Нас тащат прочь от берега, мокрых, грязных и счастливых.
- Там еще... там их много... Мы еще заденем! - суетится дед, заводя еще раз бредень на самый центр омутка. Лопаются размокшие бечевки. Дед лезет в глубину.
Тащит бредень на плаву, то погружаясь, то выныривая, опираясь на палку, чтобы достала концом дна и взмутила омут.
Волосы у него растрепались, залепили глаза. Ну, водяной, да и только. То унырнет, то покажется...
При втором заходе - два карася, при третьем - один, затем еще один... и ничего! Всего восемь. Больших карасищ - но только восемь...
Куда же подевались остальные? Ну, хотя бы помельче, да побольше, чтобы пожарить каждому по карасю... А восемь рыб - как их делить?
- Не может того быть, чтобы всего восемь единиц на такое озеро, озадаченно говорит дед. - Под берегами схоронились, злая рота...
И мы ведем бредень под берегами. Вот кустик в самой воде. И вдруг в самом кустике всплеск, в бредне удар...
- На подъем! - кричит дед.
Выхватываем на подъем и видим в самом центре бредня, в "пузе", здоровенную дыру!
- Шука! - азартно кричит дед. - Крокодила! Всех карасей поела, подлая! Не уйдешь!
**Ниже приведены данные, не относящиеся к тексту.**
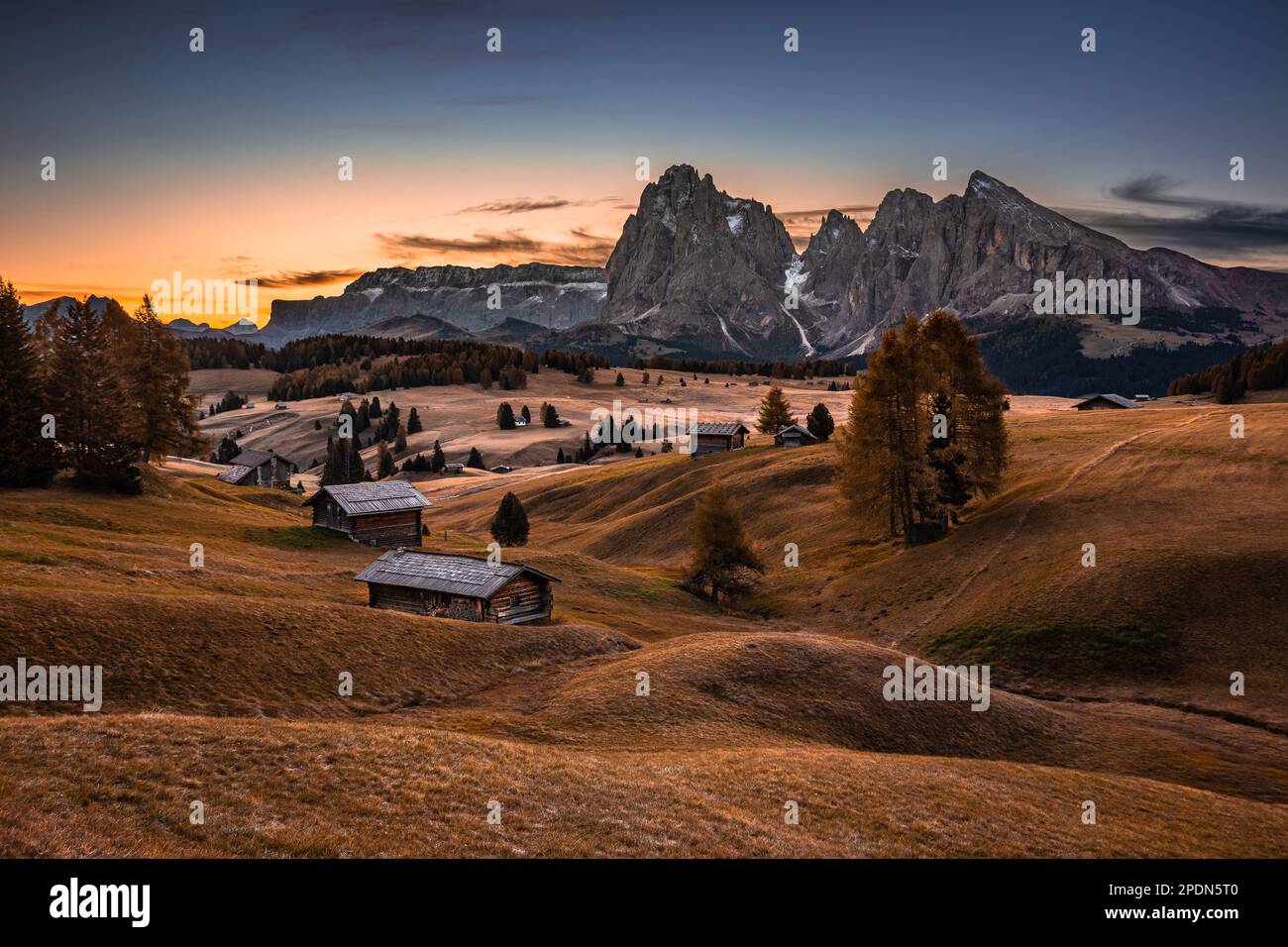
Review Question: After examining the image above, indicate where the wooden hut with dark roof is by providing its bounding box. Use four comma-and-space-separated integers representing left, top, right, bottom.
218, 450, 299, 487
774, 424, 818, 447
304, 480, 430, 546
353, 549, 559, 625
1074, 394, 1140, 411
690, 421, 751, 458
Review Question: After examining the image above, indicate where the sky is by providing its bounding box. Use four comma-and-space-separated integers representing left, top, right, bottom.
0, 0, 1288, 325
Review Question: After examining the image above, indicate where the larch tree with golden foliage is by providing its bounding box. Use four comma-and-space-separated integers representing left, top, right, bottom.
838, 310, 1008, 545
686, 480, 765, 603
756, 385, 796, 434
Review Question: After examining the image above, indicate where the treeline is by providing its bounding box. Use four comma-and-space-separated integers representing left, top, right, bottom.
0, 281, 203, 493
973, 317, 1243, 398
179, 335, 268, 368
265, 335, 541, 401
635, 356, 855, 380
541, 349, 608, 380
1167, 339, 1288, 404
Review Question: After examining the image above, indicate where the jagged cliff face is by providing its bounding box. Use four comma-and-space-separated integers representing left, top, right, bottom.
262, 263, 608, 346
601, 164, 1288, 359
833, 171, 1288, 355
257, 164, 1288, 360
601, 164, 802, 357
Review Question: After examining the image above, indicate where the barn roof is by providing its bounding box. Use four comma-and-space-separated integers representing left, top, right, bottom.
232, 449, 291, 467
215, 464, 255, 484
693, 421, 751, 437
1074, 394, 1140, 407
353, 549, 559, 598
304, 480, 430, 517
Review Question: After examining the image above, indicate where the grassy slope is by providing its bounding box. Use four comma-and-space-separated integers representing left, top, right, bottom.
435, 404, 1288, 729
0, 396, 1288, 854
0, 716, 1288, 857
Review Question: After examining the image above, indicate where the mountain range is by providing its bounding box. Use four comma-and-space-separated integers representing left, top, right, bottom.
251, 164, 1288, 361
29, 164, 1288, 394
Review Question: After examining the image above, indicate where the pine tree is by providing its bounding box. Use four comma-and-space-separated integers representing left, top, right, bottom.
805, 402, 836, 441
756, 385, 795, 434
496, 401, 514, 430
0, 281, 56, 487
376, 441, 398, 479
686, 480, 765, 601
123, 296, 202, 463
49, 296, 141, 493
492, 493, 528, 546
339, 437, 371, 483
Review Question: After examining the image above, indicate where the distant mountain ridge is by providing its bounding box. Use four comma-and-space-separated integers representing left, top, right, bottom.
262, 263, 608, 346
27, 164, 1288, 388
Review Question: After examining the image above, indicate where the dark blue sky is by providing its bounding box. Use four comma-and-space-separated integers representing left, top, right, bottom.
0, 0, 1288, 313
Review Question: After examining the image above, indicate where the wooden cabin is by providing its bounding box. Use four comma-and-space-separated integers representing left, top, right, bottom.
219, 450, 299, 487
355, 549, 559, 625
304, 480, 430, 546
690, 421, 751, 458
1074, 394, 1140, 411
774, 424, 818, 447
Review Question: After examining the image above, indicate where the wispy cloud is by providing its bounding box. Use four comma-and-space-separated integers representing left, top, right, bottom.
257, 269, 366, 290
376, 228, 614, 266
456, 196, 618, 214
442, 95, 546, 108
1060, 171, 1288, 258
777, 204, 877, 227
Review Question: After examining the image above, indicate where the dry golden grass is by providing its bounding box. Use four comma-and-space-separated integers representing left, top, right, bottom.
0, 396, 1288, 856
0, 715, 1288, 857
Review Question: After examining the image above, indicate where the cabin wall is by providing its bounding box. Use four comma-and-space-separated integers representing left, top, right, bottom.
347, 509, 420, 546
693, 434, 742, 454
484, 575, 554, 622
368, 582, 483, 621
313, 494, 353, 535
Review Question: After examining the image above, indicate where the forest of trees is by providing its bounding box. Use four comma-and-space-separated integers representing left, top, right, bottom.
636, 356, 855, 384
973, 316, 1244, 398
263, 335, 541, 401
179, 335, 268, 368
1167, 339, 1288, 404
0, 281, 203, 493
838, 310, 1008, 545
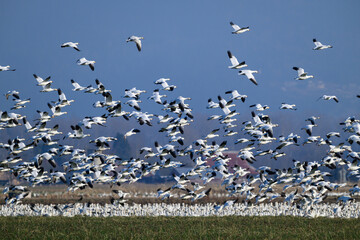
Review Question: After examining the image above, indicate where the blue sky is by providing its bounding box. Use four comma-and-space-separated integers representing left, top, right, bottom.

Оборками завязывает дыру, и мы бросаемся в погоню за хищницей, убавившей в озере карасей... Какая она, велика ли или так, щуренок? Кто ее поймет в воде! А в руки нам не дается. Откуда бы мы ни зашли, ждет, притаившись, и вдруг броском с разбегу пробивает бредень в любом месте...
- А, ты смотри, что делает! - возмущается дед, штопая и наспех завязывая дыры. - Врешь, попадешься!
И неизвестно, чем бы это кончилось, если бы вдруг среди приунывших ребят не раздался робкий голос:
- А если в бредень травы набить?
Это сказал Игорек, больше наблюдавший, чем действовавший во всей этой эпопее. И как у него возникла эта мысль, трудно сказать. Но мы набили до отказа бредень водорослями и снова повели навстречу щуке. Шел он медленно, тяжело, раздувшийся, как воздушный шар.
А щука ждала где-то под берегом его приближения.
Все затаили дыхание. Всплеск, удар могучего хвоста.
И мы не почувствовали толчка... В бредне раздалось только какое-то шипение, словно спустили воздушные тормоза.
- Давай, давай! На берег! - страшным голосом закричал дед.
И, когда с помощью ребят мы вывалили на берег весь бредень с травой, из кучи водорослей вдруг выползла на луговые травы, на цветы длинная черная щука и поползла, извиваясь, как змея... Пасть ее сжималась и разжималась, и круглые янтарные глаза зло блестели.
Ребята шарахнулись в разные стороны. Девочки издали пронзительный визг.
А Данилыч бросился на щуку, как ястреб. Оседлал ее и стал ломать хребет. Но это оказалось ему не под силу, и живучая щука долго ползала по траве, таская за собой деда.
Кончилось тем, что под жабры ей продели палку-и так понесли в лагерь.